11 de julho de 2026
Cultura

Assis Ângelo, cego há sete anos, lança cordéis sobre a pandemia de Covid-19

Ivan Finotti
| Tempo de leitura: 2 min

Após passar a vida inteira estudando a arte popular brasileira, em especial a nordestina, e acumular cerca de 8 mil folhetos de cordel, o jornalista e poeta Assis Ângelo resolveu se aventurar na composição de alguns. Aos 68, Ângelo lançou quatro folhetos neste ano, e todos eles se referindo à epidemia que assola o País.

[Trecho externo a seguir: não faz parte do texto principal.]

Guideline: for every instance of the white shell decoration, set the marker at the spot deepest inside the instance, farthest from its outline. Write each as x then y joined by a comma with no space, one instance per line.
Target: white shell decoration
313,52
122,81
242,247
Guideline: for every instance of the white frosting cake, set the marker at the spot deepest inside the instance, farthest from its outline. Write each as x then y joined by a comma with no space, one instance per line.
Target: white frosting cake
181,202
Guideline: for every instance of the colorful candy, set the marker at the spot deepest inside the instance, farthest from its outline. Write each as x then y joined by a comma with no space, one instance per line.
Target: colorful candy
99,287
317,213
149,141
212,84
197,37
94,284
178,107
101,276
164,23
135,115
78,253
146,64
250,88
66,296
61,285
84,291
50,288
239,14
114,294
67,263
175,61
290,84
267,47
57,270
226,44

"Coronavírus: Piolho do Cramunhão Faz o Mundo Todo Tremer", "Repórter Entrevista Piolho do Cramunhão", "Serpente Quer Pôr Ovo no Coração do Brasil", e "Jornalismo e Liberdade nos Tempos de Pandemia" são os quatro títulos escritos.

Cramunhão, para que não está familiarizado, é o Diabo, Satanás, Belzebu, o Capeta, enfim. Ou, em algumas regiões, pode ser um diabinho entregue pelo Diabo para servir determinada pessoa pelo resto da vida. Já piolho do Cramunhão foi a forma que Ângelo encontrou para se referir ao coronavírus.

Na entrevista que dá ao cordelista em um dos folhetos, o piolho fala de suas diabruras: "Quem chora é bicho mole/ Não merece salvação/ Comigo é diferente/ Sou macho sem coração/ Pois eu pego, mato e como/ Como faz bom gavião".

Paraibano de João Pessoa, o poeta lembra quando ouvia cordéis ainda menino, nas feiras da cidade. "Os vendedores ficavam recitando as estrofes e, quando chegavam na hora H, eles paravam. Para que as pessoas comprassem para ler o final das histórias. Isso me marcou muito", conta ele, em seu apartamento nos Campos Elíseos, região central de São Paulo.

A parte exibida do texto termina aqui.